Quasi identifiers and the challenges of anonymising data

“…oh, no don’t worry, we’ve anonymised the data so it’s no problem. We’ve removed all the identifying information, we’ve removed the name and personal number.” – Far too common.

On May 25 2018 the European Union general data protection regulation(GDPR) becomes law in all EU member states. Among other things it requires both data controllers – the people who collect and process personal data – and data providers – those who supply infrastructure to store and process personal data – to take continuous measures to ensure that personal data don’t fall into the wrong hands.
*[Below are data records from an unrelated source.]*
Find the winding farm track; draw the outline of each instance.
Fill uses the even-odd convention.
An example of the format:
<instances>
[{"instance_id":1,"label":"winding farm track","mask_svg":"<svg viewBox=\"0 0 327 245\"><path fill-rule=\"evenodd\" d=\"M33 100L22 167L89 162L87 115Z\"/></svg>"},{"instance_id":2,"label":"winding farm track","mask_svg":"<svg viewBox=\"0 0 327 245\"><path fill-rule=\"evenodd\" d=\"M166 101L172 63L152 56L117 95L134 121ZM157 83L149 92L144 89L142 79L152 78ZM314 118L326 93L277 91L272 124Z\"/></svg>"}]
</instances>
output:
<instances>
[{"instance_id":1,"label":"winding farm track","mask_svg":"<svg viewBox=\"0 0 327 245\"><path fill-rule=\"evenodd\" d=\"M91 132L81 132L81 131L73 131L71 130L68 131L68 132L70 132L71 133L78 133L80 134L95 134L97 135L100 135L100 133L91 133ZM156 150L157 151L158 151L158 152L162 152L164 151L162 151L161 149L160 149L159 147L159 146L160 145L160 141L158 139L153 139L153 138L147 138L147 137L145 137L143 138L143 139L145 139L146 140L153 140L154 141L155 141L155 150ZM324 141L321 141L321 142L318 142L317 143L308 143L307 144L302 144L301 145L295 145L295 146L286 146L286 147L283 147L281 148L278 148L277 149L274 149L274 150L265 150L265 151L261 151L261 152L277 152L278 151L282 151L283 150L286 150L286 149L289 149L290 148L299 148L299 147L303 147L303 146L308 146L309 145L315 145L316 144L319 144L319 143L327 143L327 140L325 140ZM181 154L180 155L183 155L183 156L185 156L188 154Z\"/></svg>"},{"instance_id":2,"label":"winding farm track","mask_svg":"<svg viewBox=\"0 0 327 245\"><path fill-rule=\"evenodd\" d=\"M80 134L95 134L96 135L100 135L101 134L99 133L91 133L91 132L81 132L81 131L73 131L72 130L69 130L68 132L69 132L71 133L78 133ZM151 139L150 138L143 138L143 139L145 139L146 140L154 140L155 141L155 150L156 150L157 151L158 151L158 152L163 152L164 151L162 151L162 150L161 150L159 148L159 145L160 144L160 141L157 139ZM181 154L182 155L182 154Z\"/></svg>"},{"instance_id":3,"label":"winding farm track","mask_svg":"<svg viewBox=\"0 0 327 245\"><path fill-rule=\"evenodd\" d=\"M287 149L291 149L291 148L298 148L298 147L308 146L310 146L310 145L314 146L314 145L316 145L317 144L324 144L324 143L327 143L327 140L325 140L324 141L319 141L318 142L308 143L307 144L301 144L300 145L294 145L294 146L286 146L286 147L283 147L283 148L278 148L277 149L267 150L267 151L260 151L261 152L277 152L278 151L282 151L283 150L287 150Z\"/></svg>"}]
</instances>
The requirements set by the law are neither ground breaking nor excessive from a technical standpoint. For those of us working in security, the requirements are meat and potatoes:

Taking into account the state of the art, the costs of implementation and the nature, scope, context and purposes of processing as well as the risk of varying likelihood and severity for the rights and freedoms of natural persons, the controller and the processor shall implement appropriate technical and organisational measures to ensure a level of security appropriate to the risk, including inter alia as appropriate:

(a) the pseudonymisation and encryption of personal data;

(b) the ability to ensure the ongoing confidentiality, integrity, availability and resilience of processing systems and services;

(c) the ability to restore the availability and access to personal data in a timely manner in the event of a physical or technical incident;

(d) a process for regularly testing, assessing and evaluating the effectiveness of technical and organisational measures for ensuring the security of the processing. (Article 32 “General Data Protection Regulation” Regulation (EU) 2016/679)

This is what the IT-security industry has been preaching since forever. Nothing new under the sun – Except: Now it is written into law, at least concerning personal data, and with a side of hefty fines.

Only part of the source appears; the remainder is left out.